One morning I was walking the dog around Shalesmoor and was constantly being buffetted by these winds, when I noticed the old furnace on Hoyle Street, the one that had been there since time began. And I remembered my Uncle Desmond telling me how he used to think it was an old windmill, one of those pre-industrial ones for milling corn or something, that had lost its blades. I started thinking, what if it really had been a windmill, would it still work surrounded by all these buildings? And I had this idea of controlling the shape of tall buildings control to control and focus the wind so that it would drive a radial turbine.

I wrote a generative 4D augmentor program in which I could test different shapes and arrangements of buildings in a constantly changing wind environment. It gradually began to reveal that I could produce a strong, steady air flow on the outside of a cluster of towers, and a happy by-product was a very calm, sheltered zone inside the cluster, similar to a harbour. I knew I could make these towers into decent neighbourhoods by making the sheltered zones into gardens.

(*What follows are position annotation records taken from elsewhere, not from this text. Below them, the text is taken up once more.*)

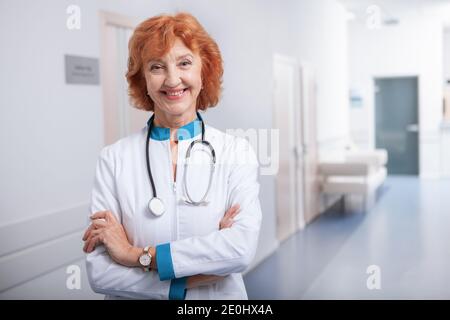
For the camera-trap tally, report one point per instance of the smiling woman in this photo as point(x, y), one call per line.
point(185, 242)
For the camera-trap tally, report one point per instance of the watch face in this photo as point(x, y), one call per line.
point(145, 260)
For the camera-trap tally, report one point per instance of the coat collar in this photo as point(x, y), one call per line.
point(185, 132)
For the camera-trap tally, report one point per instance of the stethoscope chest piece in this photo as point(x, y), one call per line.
point(156, 206)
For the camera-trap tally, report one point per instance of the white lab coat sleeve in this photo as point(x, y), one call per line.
point(106, 276)
point(229, 250)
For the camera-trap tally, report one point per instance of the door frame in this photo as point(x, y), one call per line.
point(108, 70)
point(394, 76)
point(295, 154)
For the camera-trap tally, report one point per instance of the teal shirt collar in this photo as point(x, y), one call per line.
point(185, 132)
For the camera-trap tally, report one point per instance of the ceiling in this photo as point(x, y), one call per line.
point(398, 9)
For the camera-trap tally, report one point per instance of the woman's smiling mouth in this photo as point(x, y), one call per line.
point(174, 94)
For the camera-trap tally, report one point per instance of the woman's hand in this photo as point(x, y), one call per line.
point(106, 230)
point(204, 279)
point(227, 220)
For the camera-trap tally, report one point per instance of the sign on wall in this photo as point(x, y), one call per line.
point(81, 70)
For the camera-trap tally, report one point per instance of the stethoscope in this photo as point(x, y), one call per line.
point(156, 205)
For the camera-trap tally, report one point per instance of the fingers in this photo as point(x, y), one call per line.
point(90, 245)
point(92, 242)
point(88, 231)
point(96, 224)
point(107, 215)
point(92, 239)
point(227, 220)
point(232, 212)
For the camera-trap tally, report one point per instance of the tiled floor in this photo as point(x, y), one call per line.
point(406, 234)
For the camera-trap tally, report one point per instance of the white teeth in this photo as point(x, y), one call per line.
point(177, 93)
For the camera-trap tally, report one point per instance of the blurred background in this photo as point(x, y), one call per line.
point(359, 91)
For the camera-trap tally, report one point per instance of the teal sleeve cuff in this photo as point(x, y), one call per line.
point(177, 289)
point(164, 262)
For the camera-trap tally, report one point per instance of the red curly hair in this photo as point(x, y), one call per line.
point(154, 37)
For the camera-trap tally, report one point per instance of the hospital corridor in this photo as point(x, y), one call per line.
point(215, 150)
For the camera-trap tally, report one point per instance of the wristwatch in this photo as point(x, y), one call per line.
point(145, 259)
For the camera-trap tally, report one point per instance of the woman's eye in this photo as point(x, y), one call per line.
point(186, 63)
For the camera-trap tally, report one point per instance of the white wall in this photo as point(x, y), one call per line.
point(414, 47)
point(446, 56)
point(52, 132)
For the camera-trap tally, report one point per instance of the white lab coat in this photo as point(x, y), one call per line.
point(197, 245)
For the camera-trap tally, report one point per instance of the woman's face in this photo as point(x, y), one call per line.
point(174, 80)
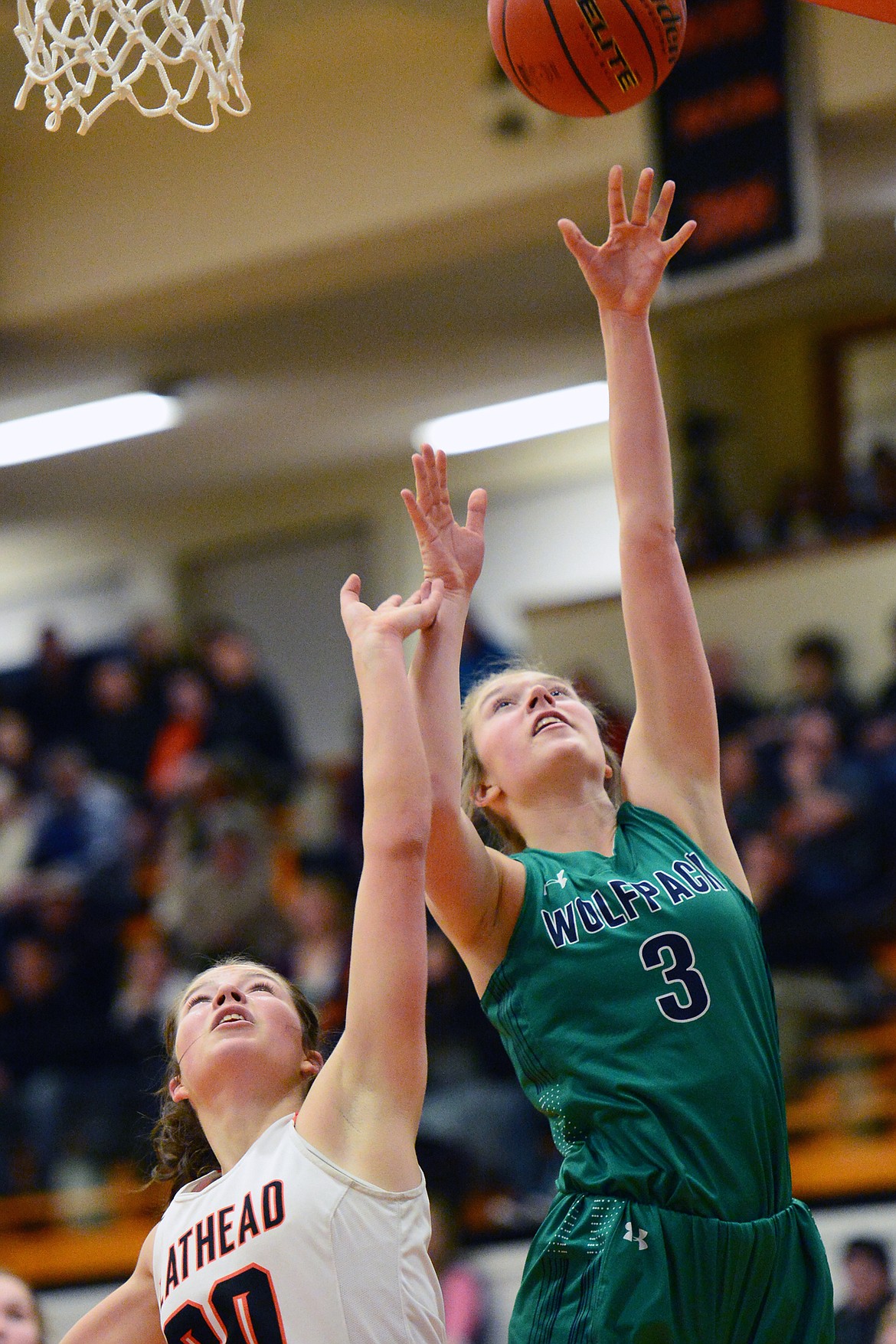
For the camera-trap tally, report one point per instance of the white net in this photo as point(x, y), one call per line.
point(156, 54)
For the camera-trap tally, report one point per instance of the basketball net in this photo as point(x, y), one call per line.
point(87, 54)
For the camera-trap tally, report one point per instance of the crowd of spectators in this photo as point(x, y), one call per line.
point(149, 822)
point(152, 817)
point(806, 511)
point(140, 795)
point(810, 793)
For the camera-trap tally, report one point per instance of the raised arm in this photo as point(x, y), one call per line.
point(129, 1315)
point(672, 756)
point(475, 891)
point(365, 1105)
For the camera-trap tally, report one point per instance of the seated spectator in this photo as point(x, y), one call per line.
point(825, 812)
point(810, 959)
point(16, 836)
point(800, 518)
point(21, 1319)
point(119, 729)
point(880, 730)
point(16, 749)
point(53, 692)
point(748, 800)
point(151, 986)
point(735, 708)
point(81, 828)
point(181, 733)
point(319, 916)
point(819, 678)
point(153, 652)
point(215, 894)
point(872, 489)
point(869, 1293)
point(247, 724)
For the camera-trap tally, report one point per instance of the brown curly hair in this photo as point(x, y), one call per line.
point(181, 1149)
point(473, 772)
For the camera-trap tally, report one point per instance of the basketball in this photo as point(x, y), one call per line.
point(587, 60)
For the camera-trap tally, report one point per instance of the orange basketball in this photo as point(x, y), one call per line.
point(587, 58)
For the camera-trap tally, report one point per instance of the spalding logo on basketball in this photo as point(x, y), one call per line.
point(587, 58)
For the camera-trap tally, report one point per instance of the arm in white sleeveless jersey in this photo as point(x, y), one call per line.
point(671, 761)
point(126, 1316)
point(475, 891)
point(365, 1104)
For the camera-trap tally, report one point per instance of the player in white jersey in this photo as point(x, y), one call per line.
point(308, 1222)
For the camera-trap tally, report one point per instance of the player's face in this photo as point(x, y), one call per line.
point(238, 1014)
point(525, 724)
point(18, 1316)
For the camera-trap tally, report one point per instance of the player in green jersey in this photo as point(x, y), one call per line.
point(614, 945)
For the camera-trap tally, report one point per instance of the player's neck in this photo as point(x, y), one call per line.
point(564, 824)
point(233, 1125)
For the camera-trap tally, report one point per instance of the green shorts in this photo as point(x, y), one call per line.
point(612, 1272)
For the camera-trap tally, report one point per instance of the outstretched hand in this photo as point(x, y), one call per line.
point(625, 272)
point(393, 617)
point(450, 553)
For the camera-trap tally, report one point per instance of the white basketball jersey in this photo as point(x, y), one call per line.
point(289, 1249)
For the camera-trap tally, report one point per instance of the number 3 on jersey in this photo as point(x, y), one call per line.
point(246, 1306)
point(673, 956)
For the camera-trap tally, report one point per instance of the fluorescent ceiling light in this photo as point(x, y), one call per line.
point(513, 422)
point(89, 425)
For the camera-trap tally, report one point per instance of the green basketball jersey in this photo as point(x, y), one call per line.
point(636, 1004)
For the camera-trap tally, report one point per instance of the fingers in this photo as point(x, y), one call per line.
point(420, 523)
point(577, 242)
point(351, 590)
point(616, 198)
point(662, 208)
point(476, 508)
point(641, 203)
point(679, 240)
point(420, 612)
point(349, 603)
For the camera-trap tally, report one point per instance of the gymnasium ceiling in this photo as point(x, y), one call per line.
point(361, 250)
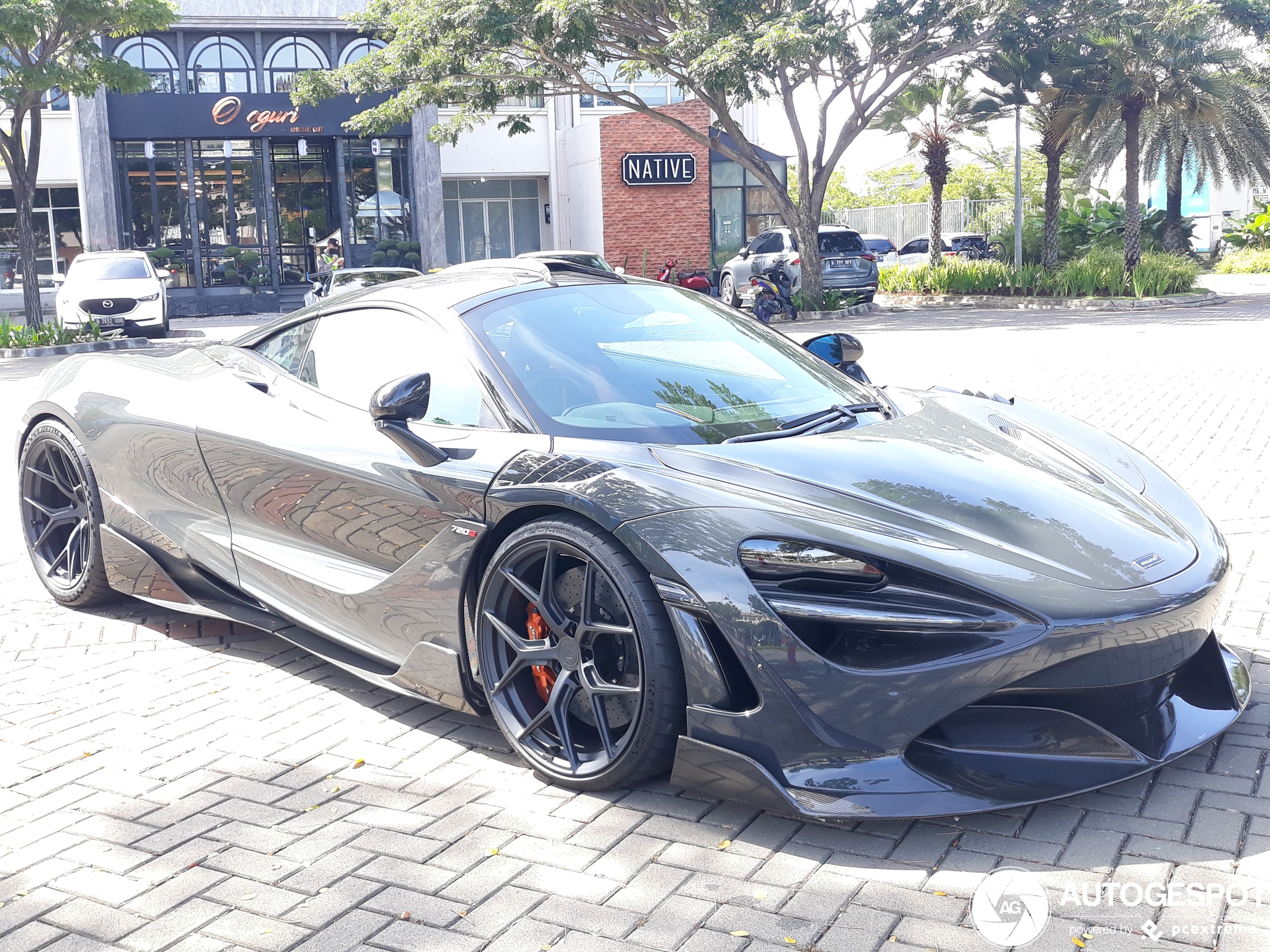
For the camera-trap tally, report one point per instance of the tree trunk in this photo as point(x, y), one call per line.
point(1130, 112)
point(938, 173)
point(807, 229)
point(1175, 158)
point(23, 165)
point(1053, 186)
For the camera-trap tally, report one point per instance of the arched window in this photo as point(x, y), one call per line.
point(156, 59)
point(358, 48)
point(288, 57)
point(222, 65)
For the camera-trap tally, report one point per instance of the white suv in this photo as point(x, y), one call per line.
point(114, 290)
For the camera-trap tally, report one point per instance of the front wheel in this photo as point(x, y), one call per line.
point(62, 516)
point(578, 658)
point(728, 291)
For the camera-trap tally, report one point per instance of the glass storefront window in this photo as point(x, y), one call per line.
point(154, 198)
point(222, 65)
point(740, 207)
point(378, 189)
point(56, 222)
point(490, 217)
point(230, 196)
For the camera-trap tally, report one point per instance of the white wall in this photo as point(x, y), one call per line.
point(488, 150)
point(584, 187)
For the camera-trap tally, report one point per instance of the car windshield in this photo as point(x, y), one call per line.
point(108, 269)
point(652, 365)
point(841, 243)
point(365, 280)
point(584, 259)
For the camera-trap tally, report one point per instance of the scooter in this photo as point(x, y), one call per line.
point(692, 281)
point(774, 295)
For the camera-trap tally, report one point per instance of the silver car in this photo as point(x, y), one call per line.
point(347, 280)
point(848, 264)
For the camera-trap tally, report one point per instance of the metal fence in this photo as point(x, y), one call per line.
point(904, 222)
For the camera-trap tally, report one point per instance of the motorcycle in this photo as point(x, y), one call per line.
point(692, 281)
point(774, 295)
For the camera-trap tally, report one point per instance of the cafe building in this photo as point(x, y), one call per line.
point(236, 191)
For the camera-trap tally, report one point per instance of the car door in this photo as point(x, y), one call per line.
point(333, 525)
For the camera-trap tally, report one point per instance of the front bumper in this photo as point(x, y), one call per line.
point(996, 757)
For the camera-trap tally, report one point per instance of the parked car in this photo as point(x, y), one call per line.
point(114, 290)
point(587, 259)
point(644, 532)
point(846, 262)
point(344, 281)
point(959, 244)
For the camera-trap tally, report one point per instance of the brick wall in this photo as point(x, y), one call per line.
point(671, 221)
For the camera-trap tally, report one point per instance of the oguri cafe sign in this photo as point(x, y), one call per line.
point(660, 168)
point(225, 111)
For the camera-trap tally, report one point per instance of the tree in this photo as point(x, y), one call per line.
point(48, 45)
point(838, 62)
point(935, 112)
point(1155, 59)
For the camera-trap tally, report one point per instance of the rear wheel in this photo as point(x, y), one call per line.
point(62, 516)
point(578, 658)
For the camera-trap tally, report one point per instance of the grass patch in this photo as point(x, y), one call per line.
point(1099, 273)
point(46, 335)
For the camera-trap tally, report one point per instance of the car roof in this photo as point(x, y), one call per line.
point(122, 253)
point(452, 290)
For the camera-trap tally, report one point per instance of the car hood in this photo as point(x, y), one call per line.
point(117, 287)
point(976, 478)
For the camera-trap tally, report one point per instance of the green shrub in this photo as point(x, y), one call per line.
point(1245, 260)
point(1250, 231)
point(1098, 273)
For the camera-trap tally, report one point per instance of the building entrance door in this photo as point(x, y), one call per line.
point(304, 186)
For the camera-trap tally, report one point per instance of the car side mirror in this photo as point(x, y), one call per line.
point(841, 351)
point(398, 403)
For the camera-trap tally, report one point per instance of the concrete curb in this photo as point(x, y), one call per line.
point(88, 347)
point(830, 315)
point(916, 302)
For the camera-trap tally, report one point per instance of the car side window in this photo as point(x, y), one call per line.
point(765, 244)
point(354, 353)
point(288, 347)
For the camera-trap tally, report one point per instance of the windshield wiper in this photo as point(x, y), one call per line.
point(816, 423)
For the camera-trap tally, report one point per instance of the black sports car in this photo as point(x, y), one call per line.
point(643, 531)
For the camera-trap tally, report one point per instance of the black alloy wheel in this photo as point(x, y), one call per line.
point(578, 658)
point(62, 514)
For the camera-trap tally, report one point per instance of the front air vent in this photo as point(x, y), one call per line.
point(914, 620)
point(538, 469)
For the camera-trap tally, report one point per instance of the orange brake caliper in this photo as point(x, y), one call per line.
point(538, 629)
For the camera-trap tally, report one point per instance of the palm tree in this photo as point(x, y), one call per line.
point(1227, 142)
point(934, 112)
point(1147, 62)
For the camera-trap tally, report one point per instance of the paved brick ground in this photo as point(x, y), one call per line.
point(168, 784)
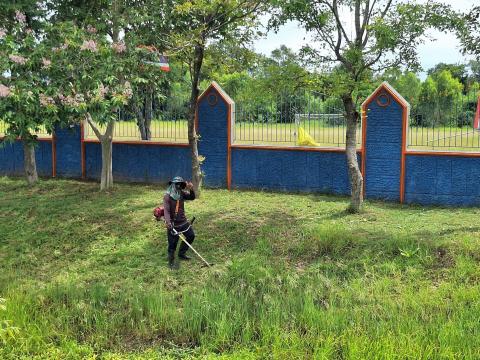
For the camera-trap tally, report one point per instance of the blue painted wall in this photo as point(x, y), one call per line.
point(140, 163)
point(446, 180)
point(11, 158)
point(212, 122)
point(324, 172)
point(441, 180)
point(383, 150)
point(68, 152)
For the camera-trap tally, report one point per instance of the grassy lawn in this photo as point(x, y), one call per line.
point(295, 277)
point(441, 138)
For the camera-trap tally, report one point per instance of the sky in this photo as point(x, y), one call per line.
point(441, 48)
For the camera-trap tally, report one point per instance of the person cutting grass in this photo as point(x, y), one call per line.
point(178, 191)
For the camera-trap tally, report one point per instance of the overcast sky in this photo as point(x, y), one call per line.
point(444, 47)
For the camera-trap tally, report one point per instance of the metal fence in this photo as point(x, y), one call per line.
point(169, 124)
point(41, 133)
point(280, 122)
point(444, 123)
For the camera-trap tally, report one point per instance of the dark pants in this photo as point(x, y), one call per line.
point(173, 239)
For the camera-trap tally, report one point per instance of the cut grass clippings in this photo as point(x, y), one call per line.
point(84, 275)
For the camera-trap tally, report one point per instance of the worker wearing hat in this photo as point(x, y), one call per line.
point(178, 191)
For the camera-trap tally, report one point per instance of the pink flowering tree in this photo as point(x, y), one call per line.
point(27, 97)
point(93, 76)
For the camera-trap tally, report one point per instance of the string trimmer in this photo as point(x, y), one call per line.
point(159, 212)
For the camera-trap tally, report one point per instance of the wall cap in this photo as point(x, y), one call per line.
point(214, 85)
point(389, 89)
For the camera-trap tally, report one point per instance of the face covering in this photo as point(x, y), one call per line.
point(174, 192)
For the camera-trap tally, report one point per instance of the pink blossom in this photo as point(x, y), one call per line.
point(90, 45)
point(119, 47)
point(67, 100)
point(63, 47)
point(4, 91)
point(102, 91)
point(46, 63)
point(91, 29)
point(18, 59)
point(46, 100)
point(127, 91)
point(22, 19)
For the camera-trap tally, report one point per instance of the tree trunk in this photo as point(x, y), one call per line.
point(106, 180)
point(140, 122)
point(106, 176)
point(29, 162)
point(354, 173)
point(197, 175)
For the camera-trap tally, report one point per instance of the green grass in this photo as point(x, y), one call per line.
point(441, 138)
point(84, 276)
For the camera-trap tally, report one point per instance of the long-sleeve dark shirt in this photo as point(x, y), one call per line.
point(170, 205)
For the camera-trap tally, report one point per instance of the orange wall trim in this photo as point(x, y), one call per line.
point(404, 150)
point(54, 155)
point(38, 139)
point(229, 147)
point(386, 89)
point(364, 141)
point(442, 153)
point(138, 142)
point(290, 148)
point(82, 150)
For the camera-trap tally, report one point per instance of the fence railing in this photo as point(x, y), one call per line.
point(309, 119)
point(41, 133)
point(446, 123)
point(169, 123)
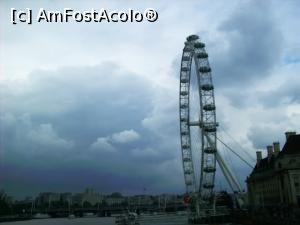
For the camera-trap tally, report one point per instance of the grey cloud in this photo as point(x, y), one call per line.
point(252, 45)
point(91, 118)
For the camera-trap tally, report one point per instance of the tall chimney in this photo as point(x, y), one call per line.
point(270, 151)
point(289, 133)
point(258, 156)
point(276, 146)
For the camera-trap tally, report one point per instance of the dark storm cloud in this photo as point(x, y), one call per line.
point(285, 94)
point(101, 120)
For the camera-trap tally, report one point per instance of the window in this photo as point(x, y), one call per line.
point(296, 183)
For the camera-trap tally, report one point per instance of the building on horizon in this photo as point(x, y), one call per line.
point(275, 179)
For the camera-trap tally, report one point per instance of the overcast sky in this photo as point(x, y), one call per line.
point(96, 104)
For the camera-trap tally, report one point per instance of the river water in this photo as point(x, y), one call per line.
point(144, 220)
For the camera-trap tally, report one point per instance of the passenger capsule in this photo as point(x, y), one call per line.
point(192, 37)
point(183, 92)
point(202, 55)
point(210, 150)
point(184, 69)
point(209, 107)
point(183, 106)
point(209, 169)
point(208, 186)
point(184, 80)
point(207, 87)
point(185, 58)
point(186, 159)
point(210, 129)
point(204, 69)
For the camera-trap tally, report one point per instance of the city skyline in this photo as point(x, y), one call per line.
point(97, 104)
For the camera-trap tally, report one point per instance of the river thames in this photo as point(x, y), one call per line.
point(144, 220)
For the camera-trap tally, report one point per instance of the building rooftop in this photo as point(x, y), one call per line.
point(292, 145)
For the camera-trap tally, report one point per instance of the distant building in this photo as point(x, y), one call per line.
point(275, 180)
point(46, 198)
point(89, 197)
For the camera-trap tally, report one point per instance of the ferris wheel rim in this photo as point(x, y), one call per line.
point(194, 51)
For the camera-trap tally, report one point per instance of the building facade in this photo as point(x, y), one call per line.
point(275, 180)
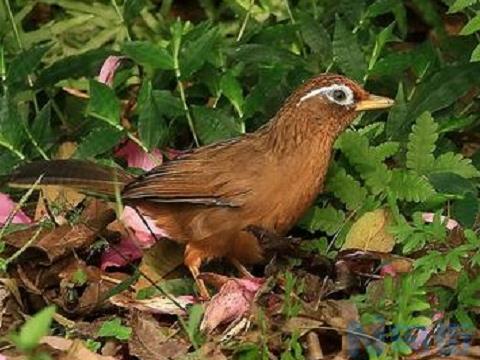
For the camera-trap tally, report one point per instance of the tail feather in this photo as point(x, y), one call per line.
point(82, 175)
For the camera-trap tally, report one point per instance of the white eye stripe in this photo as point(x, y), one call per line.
point(328, 92)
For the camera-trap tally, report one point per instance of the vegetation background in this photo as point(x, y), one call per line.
point(195, 72)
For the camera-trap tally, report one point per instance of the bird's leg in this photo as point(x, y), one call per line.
point(193, 260)
point(241, 269)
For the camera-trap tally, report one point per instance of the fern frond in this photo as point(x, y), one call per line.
point(346, 188)
point(409, 186)
point(386, 150)
point(421, 144)
point(378, 180)
point(455, 163)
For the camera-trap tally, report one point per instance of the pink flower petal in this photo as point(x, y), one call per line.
point(143, 233)
point(450, 225)
point(7, 206)
point(107, 72)
point(121, 254)
point(232, 302)
point(136, 157)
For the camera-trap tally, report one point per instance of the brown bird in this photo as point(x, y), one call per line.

Modern homes with plentiful energy and gardens – this could make my name, I thought.

By the time Maita left, the wind engine was working well in the simulator, but I needed a full scale project to test it on. There was a derelict site on Edward Street where some run-down student blocks had been demolished, and I needed to persuade the council to let me build some test buildings on it. With all these climate refugees moving into Sheffield from Somalia and Yemen, there’d be no problem getting occupants for the flats.

My big break came when I met a really good architect to bring on board. Her name was Xiang, she was Chinese, a couple of years older than me, and very clever and good at persuading people. And because she was older, I hoped people wouldn’t say I was just working with her to patch up my reputation.

Thought if I’m honest with myself, I soon realised that I did quite fancy her.